A Japanese cameraman working for Reuters was shot the other day in the midst of Thailand’s now bloody protests against the current government. I will not pretend to know anything about the current political situation in Thailand. However, the news of his death was thought provoking. Hiroyuki Muramoto was 43 years old and apparently a long standing journalistic veteran. Information on Mr. Muramoto is difficult to find as Japanese people are horribly bad about making themselves known over the internet, but I was able to find a single picture on the Reuters site.
Muramoto is the second journalist to be shot and killed in political protests in south east asia. In 2007, Kenji Nagai was shot and killed by a policeman at point blank range during the monk uprising.
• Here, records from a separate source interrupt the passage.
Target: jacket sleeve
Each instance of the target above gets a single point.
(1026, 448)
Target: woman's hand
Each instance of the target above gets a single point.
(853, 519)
Nagai, determined to the end, was flashing pictures of the policeman that shot him as he bled to death on the street.
That these people were killed is not surprising. Journalists are regularly killed covering riots, war and disasters. I’m certain that all of them are well aware of the risks. An acquaintance of mine, Ian Stewart was shot in the head by a 12 year old boy covering the civil war in Sierra Leone and lived to tell about it. At first, I was impressed that the human body can withstand a bullet through the the center of the brain with minimal effects, but mostly I was moved at the resolve that someone would have to have to enter the heat of battle for the sake of journalism. Ian has now dedicated himself to rehabilitating child soldiers in war-torn countries.
As for Mr. Muramoto and Mr. Nagai, what impresses me about these two is that, in a country where nearly everything is thought to be kowaii (scary), dangerous (abunai) or difficult (muzukasii), these guys would have the guts to volunteer to enter the heat of danger to spread news about important events. It’s easy to disparage the Japanese as consumerist sheep (an opinion I do not share), especially when one is in Japan, but, underneath the veneer of Americanized spoiled modern culture, they harbor more than their fair share of individuals who are tough as nails. Bar-room analyses of Japan by gaijin (foreigners) greatly overlook this fact and years of eurocentric thought prevents many people from believing that it’s possible that Japan could produce these type of folks. The tough in Japan just don’t make as big a deal out of their dedication as we would as dedication is considered a matter of course over there, not a badge to be worn. Consider this small post to be my small attempt to make a big deal out of some people who truly are.